Unfortunately, calves have been experiencing a high amount of mortality rate in the recent years in Malaysia. This is based on the survey done by us in 2018, in Sabah alone, 6 out of 24 dairy farms already shut down after suffering from continuous losses due to expensive farm expenditure, which includes land, dairy cows, and youngstock management. Out of the three factors, youngstock management was found to be the most neglected, as this was reflected by the high number of calf deaths. Based on the survey in Keningau, Sabah, there were up to 22% of the calves born on a dairy farm died. To resolve this problem, one of the most effective methods is to maintain a proper amount of daily feed intake for the calves to maintain their good health.
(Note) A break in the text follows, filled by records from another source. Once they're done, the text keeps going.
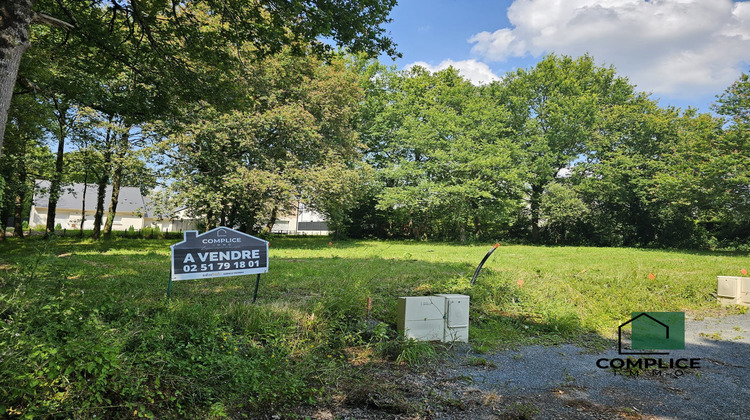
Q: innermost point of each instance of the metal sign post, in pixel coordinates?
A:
(220, 252)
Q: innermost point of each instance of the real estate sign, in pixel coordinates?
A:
(220, 252)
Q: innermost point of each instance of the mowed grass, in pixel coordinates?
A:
(73, 312)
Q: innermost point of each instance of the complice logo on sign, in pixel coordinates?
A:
(651, 334)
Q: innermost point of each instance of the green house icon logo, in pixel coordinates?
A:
(654, 331)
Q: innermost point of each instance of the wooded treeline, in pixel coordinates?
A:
(565, 152)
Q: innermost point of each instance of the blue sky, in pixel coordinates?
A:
(684, 52)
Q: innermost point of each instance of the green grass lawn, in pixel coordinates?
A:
(85, 328)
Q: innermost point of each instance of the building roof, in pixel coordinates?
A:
(130, 199)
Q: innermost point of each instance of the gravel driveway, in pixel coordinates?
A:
(564, 381)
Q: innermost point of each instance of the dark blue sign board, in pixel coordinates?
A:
(220, 252)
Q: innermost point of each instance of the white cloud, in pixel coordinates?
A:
(475, 71)
(682, 48)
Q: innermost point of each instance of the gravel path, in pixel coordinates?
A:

To estimate the proper feed intake amount, the farmers will need to know the calf weights in order to use a formula provided in a standard Microsoft Excel form known as Computing Complete Daily Feed Ration-CCDFR.6.0.4i, to calculate the appropriate amount. However, it is inconvenient and time-consuming to have to measure their weights daily, and furthermore, it requires the farmers to move the calves onto a weighing machine to weigh them. For the calves, this would induce unnecessary stress and likely to result in health issues due to their frailness as they are just newborn young calves. To overcome this problem, there have been plenty of research on using computer vision to estimate animal weights, not only for cow weight estimation [3–6], but also for pig weight estimation , chicken weight estimation , and so on.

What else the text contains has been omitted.